Kasun
Kasun

Reputation: 561

How to deal with Java EE concurrency

Please let me know the best practices of providing application concurrency in software project. I would like to use Hibernate for ORM. Spring to manage the transactions. Database as MySQL.

My concurrency requirement is to let as much as users to connect to the database and
make CRUD operations and use the services. But I do not like to have stale data.

  1. How to handle data concurrency issues in DB.
  2. How to handle application concurrency. What if two threads access my object simultaneously will it corrupt the state of my object?
  3. What are the best practices.
  4. Do you recommend to define isolation levels in spring methods @Transactional(isolation=Isolation.READ_COMMITTED). How to take that decision.?

I have come up with below items would like to know your feedback and the way to address?

a. How to handle data concurrency issues in DB. Use Version Tag and Timestamp.

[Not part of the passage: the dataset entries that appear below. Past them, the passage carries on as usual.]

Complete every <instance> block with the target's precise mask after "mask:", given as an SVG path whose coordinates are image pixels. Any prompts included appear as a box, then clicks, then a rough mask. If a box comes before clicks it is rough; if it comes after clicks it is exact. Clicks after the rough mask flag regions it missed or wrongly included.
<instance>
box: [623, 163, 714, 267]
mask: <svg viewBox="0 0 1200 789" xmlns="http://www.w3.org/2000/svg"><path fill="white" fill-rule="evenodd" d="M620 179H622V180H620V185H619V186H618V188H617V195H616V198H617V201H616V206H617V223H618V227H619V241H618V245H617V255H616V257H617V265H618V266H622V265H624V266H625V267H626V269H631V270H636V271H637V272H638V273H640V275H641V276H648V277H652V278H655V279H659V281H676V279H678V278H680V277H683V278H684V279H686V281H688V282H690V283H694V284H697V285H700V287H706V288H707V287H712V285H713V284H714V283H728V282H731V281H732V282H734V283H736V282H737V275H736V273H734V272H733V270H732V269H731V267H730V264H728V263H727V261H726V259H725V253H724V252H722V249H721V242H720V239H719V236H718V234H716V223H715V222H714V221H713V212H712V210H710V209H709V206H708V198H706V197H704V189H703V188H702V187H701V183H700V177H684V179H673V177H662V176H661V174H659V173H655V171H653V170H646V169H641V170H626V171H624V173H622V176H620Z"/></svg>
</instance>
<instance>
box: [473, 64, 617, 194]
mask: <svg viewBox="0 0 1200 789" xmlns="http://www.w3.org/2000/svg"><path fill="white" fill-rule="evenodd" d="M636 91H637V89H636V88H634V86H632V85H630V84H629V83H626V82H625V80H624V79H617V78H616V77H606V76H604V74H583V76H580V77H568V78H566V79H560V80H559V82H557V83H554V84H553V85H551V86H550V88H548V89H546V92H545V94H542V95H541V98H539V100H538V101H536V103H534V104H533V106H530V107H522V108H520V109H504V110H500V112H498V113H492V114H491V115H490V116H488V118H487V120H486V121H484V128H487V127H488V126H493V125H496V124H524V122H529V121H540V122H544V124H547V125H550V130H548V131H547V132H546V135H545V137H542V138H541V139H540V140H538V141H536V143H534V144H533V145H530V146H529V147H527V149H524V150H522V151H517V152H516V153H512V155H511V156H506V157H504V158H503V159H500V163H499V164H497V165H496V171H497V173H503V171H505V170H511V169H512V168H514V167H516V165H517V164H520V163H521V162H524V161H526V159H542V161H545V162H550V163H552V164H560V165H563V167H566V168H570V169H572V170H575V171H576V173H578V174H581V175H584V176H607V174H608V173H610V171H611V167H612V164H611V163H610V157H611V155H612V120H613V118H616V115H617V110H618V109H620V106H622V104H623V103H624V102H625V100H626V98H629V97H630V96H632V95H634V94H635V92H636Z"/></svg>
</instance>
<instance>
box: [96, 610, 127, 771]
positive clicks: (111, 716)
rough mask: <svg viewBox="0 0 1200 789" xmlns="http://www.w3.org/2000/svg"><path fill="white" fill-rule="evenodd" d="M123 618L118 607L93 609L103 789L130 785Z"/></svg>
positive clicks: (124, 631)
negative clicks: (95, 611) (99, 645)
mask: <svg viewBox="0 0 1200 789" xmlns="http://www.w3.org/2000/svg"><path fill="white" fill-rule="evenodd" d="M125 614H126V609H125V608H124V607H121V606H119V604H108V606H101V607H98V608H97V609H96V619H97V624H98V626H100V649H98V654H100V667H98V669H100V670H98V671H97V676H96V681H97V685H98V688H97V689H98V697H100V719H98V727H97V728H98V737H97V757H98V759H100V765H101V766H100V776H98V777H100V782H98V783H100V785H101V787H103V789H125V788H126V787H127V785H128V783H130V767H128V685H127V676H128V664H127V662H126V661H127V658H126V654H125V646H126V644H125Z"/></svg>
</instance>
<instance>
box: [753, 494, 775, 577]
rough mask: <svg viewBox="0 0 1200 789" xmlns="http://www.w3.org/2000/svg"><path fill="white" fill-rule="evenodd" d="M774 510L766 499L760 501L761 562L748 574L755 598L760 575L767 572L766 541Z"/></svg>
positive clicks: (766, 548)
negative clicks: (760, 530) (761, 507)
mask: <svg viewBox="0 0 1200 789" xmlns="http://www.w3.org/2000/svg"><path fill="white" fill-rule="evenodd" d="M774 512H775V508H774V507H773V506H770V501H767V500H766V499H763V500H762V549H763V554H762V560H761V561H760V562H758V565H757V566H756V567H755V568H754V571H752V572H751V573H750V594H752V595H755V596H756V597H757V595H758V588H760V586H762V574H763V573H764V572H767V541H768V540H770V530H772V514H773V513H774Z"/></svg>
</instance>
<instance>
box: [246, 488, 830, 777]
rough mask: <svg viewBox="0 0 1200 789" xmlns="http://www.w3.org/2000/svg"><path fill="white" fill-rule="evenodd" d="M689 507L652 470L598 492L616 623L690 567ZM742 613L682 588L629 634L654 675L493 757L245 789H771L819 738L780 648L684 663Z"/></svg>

b. How to handle application concurrency. Provide optimistic locking. Not using synchronizations but create objects for each requests (Scope prototype).

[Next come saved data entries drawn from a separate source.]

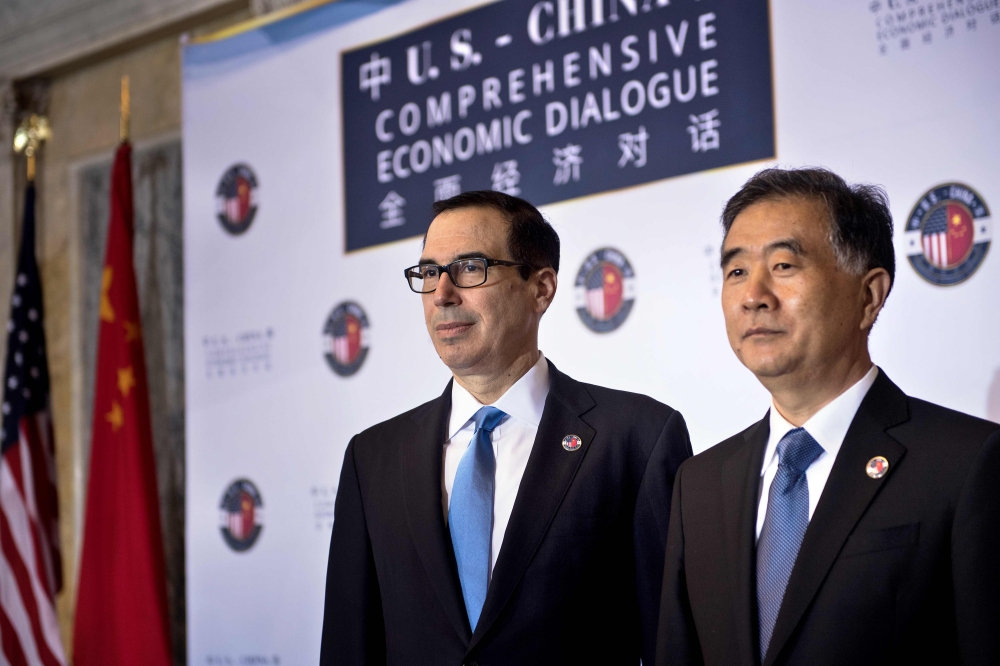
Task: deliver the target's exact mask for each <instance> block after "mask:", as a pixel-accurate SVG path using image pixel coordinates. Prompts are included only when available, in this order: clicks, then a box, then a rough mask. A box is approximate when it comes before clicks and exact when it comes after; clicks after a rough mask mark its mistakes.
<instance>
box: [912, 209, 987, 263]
mask: <svg viewBox="0 0 1000 666" xmlns="http://www.w3.org/2000/svg"><path fill="white" fill-rule="evenodd" d="M973 233H974V229H973V226H972V216H971V215H970V214H969V213H968V212H967V211H966V210H963V208H962V207H961V206H958V205H956V204H948V205H947V206H942V207H941V208H938V209H937V210H935V211H933V212H932V213H931V214H930V215H929V216H928V217H927V222H925V223H924V229H923V233H922V235H921V242H922V244H923V249H924V256H925V257H927V260H928V261H929V262H930V263H931V264H933V265H934V266H937V267H938V268H948V267H949V266H953V265H955V264H957V263H959V262H960V261H962V260H963V259H964V258H965V257H966V255H968V253H969V250H970V249H971V248H972V244H973Z"/></svg>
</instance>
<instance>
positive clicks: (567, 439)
mask: <svg viewBox="0 0 1000 666" xmlns="http://www.w3.org/2000/svg"><path fill="white" fill-rule="evenodd" d="M581 446H583V440H582V439H580V438H579V437H578V436H576V435H566V436H565V437H563V448H564V449H566V450H567V451H576V450H577V449H579V448H580V447H581Z"/></svg>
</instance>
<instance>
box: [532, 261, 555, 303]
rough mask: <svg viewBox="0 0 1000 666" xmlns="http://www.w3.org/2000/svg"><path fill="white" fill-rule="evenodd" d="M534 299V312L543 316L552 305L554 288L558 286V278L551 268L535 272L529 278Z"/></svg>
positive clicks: (554, 271)
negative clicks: (551, 304)
mask: <svg viewBox="0 0 1000 666" xmlns="http://www.w3.org/2000/svg"><path fill="white" fill-rule="evenodd" d="M528 279H529V280H530V281H531V284H532V289H533V290H534V297H535V312H537V313H538V314H544V313H545V311H546V310H548V309H549V305H551V304H552V299H553V298H555V296H556V288H557V287H558V286H559V276H558V275H556V272H555V270H554V269H552V268H542V269H540V270H538V271H536V272H535V274H534V275H532V276H531V277H530V278H528Z"/></svg>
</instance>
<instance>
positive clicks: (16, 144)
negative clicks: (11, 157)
mask: <svg viewBox="0 0 1000 666" xmlns="http://www.w3.org/2000/svg"><path fill="white" fill-rule="evenodd" d="M51 138H52V130H51V129H50V128H49V119H48V118H46V117H45V116H39V115H36V114H32V115H30V116H28V117H27V118H25V119H24V120H23V121H21V124H20V126H18V128H17V131H16V132H15V133H14V152H15V153H17V154H18V155H20V154H21V153H24V156H25V157H26V158H28V180H30V181H33V180H35V157H36V156H37V154H38V149H39V148H40V147H41V145H42V143H43V142H45V141H48V140H49V139H51Z"/></svg>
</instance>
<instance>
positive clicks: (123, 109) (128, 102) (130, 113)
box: [118, 74, 132, 143]
mask: <svg viewBox="0 0 1000 666" xmlns="http://www.w3.org/2000/svg"><path fill="white" fill-rule="evenodd" d="M131 103H132V100H131V97H130V95H129V87H128V74H126V75H125V76H123V77H122V96H121V121H120V124H119V126H118V137H119V138H120V139H121V140H122V143H125V142H126V141H128V133H129V119H130V116H131V113H132V109H131Z"/></svg>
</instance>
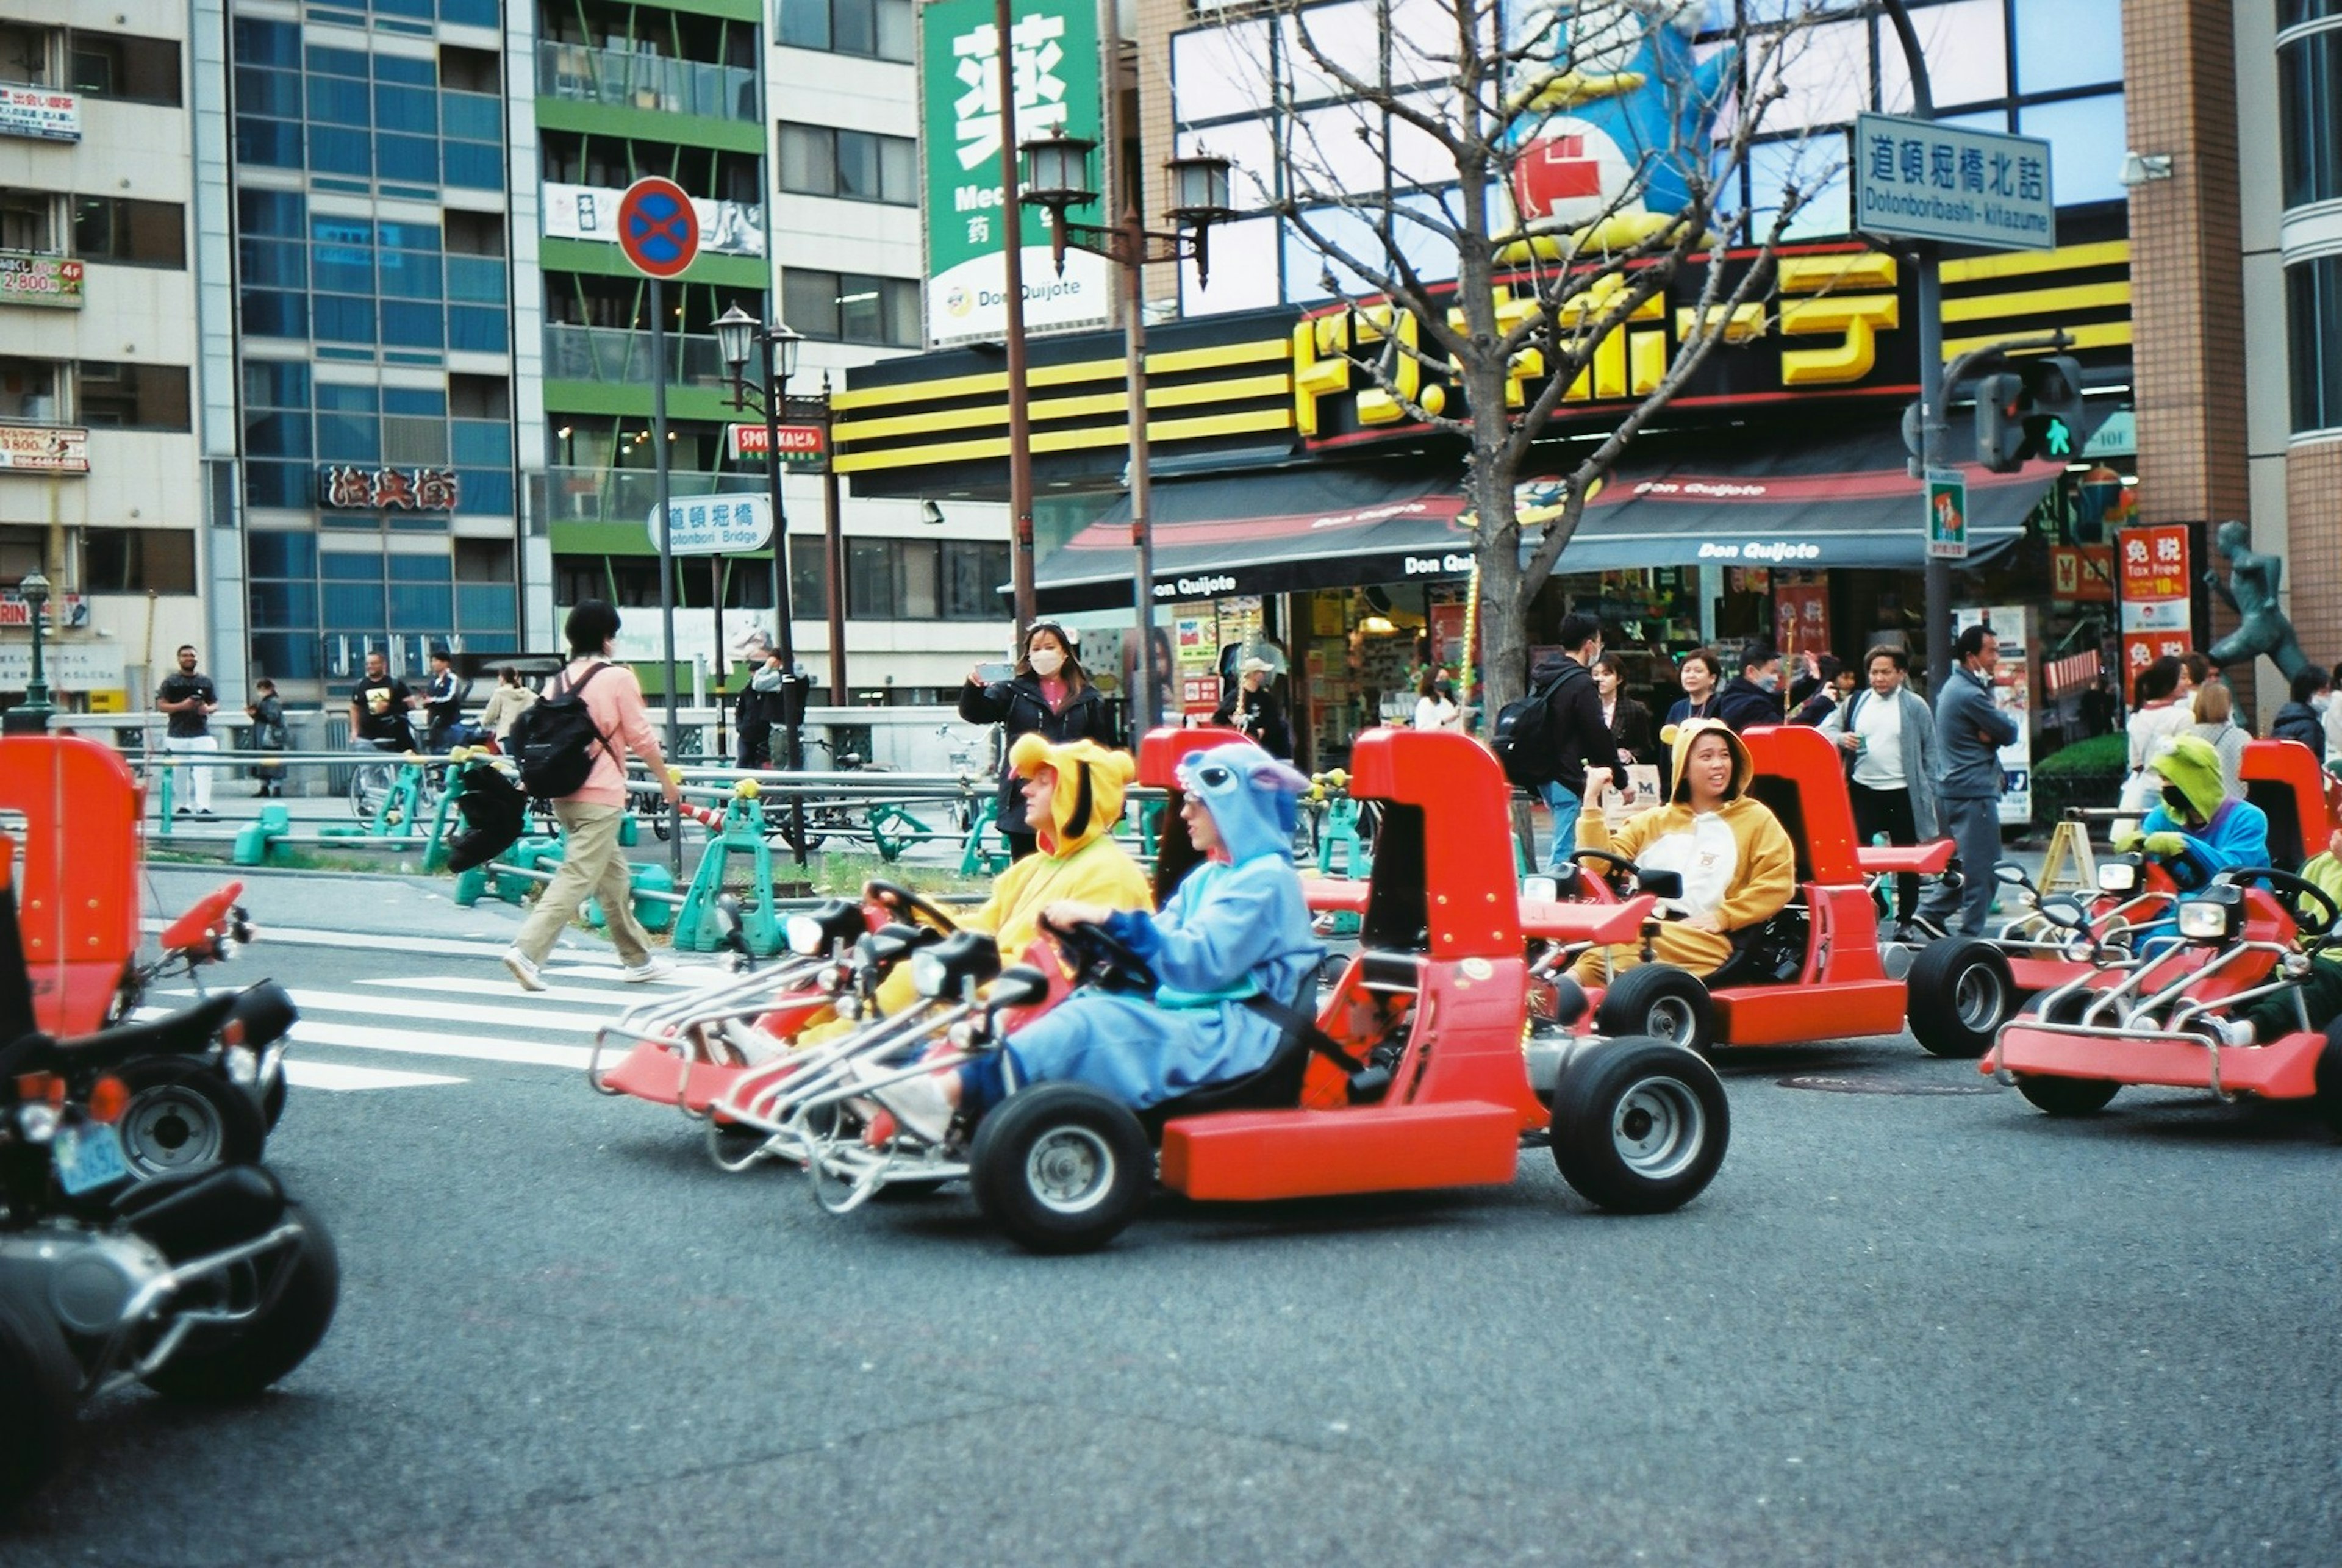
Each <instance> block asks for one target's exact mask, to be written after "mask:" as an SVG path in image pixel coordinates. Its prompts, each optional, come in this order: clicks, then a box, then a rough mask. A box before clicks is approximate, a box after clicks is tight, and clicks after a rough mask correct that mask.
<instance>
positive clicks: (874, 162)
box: [838, 131, 885, 201]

c. What are the best practices. cache objects whenever its possible.

Upvotes: 0

Views: 310

Answers (1)

JB Nizet
JB Nizet

Reputation: 691665

  1. By using transactions, and @Version fields in your entities if needed.
  2. Spring beans are singletons by default, and are thus shared by threads. But they're usually stateless, thus inherently thread-safe. Hibernate entities shouldn't be shared between threads, and aren't unless you explicitely do it by yourself: each transaction, running in its own thread, will have its own Hibernate session, loading its own entity instances.
  3. much too broad to be answered.
  4. The default isolation level of your database is usually what you want. It is READ_COMMITTED with most databases I know about.

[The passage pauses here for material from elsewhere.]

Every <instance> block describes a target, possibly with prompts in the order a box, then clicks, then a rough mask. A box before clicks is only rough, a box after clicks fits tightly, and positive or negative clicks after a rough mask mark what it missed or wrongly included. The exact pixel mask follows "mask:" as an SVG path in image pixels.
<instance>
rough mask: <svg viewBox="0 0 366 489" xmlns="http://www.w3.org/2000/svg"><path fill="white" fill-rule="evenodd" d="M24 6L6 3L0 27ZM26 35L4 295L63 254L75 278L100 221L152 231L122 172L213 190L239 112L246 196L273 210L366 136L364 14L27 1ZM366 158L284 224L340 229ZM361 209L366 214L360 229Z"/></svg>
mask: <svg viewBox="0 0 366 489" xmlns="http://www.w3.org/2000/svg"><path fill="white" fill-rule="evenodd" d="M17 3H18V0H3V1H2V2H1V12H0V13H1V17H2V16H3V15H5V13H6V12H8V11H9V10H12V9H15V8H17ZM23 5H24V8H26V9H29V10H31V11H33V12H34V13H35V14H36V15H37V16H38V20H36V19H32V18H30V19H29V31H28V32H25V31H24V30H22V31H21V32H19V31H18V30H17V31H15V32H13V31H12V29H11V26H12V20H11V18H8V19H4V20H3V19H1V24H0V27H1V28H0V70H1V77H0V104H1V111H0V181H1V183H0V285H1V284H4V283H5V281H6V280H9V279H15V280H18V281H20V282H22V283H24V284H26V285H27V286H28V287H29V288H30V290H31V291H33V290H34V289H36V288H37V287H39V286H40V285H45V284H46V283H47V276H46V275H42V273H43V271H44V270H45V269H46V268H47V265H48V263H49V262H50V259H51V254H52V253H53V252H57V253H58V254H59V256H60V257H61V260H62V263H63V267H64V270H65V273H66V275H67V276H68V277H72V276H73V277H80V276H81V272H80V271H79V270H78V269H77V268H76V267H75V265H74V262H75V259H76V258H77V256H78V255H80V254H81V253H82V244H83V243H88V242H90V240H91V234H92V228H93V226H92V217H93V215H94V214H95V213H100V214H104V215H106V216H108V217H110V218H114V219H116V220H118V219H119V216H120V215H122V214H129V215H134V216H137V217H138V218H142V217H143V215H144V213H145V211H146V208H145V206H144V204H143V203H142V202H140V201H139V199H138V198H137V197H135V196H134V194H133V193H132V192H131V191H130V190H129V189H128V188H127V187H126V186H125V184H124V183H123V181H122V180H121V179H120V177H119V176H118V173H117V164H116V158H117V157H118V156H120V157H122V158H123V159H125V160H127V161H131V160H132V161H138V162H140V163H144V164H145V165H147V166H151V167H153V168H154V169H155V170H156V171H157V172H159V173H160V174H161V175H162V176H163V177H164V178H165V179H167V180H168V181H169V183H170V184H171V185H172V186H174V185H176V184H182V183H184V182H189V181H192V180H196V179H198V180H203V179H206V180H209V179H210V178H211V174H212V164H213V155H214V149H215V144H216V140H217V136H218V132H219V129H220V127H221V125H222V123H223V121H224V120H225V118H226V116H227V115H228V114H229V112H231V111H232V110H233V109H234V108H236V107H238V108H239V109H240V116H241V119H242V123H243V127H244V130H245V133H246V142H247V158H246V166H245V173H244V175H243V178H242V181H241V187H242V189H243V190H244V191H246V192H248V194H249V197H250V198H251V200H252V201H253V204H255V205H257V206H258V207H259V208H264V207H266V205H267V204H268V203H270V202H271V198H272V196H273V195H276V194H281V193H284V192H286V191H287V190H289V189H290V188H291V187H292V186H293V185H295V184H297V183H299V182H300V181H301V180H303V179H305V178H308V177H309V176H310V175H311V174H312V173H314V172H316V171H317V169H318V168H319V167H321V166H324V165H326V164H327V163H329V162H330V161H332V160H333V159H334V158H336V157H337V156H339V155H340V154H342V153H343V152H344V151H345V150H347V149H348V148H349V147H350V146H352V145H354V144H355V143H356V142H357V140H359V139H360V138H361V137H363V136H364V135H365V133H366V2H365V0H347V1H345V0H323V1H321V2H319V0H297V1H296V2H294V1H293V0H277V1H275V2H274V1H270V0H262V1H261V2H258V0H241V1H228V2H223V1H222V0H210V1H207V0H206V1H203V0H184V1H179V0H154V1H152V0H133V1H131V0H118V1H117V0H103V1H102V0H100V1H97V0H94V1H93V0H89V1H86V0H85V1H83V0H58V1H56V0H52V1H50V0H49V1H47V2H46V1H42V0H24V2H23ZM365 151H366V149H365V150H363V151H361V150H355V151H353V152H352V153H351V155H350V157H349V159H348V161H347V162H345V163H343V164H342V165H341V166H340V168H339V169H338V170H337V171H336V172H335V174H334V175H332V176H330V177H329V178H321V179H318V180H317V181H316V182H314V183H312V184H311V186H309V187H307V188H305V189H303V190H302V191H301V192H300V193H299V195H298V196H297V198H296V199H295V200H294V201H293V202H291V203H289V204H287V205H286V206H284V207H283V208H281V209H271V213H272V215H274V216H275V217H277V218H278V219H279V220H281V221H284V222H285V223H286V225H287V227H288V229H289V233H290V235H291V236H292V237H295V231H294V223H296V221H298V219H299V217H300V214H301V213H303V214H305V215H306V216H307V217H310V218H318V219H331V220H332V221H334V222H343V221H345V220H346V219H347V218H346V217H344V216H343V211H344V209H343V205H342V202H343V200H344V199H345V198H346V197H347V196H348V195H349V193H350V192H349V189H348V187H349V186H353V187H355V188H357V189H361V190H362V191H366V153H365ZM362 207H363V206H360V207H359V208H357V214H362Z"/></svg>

Regarding your point c (cache objects whenever possible), I would say that this is exactly what you shouldn't do. Caching makes your app stateful, difficult to cluster, much more complex, and you'll have to deal with the staleness of the cache. Don't cache anything until

  • you have a performance problem
  • you can't tweak your algorithms and queries to solve the performance problem
  • you have proven that caching will solve the performance problem
  • you have proven that caching won't cause problems worse than the performance problem

Databases are fast, and already cache data in memory for you.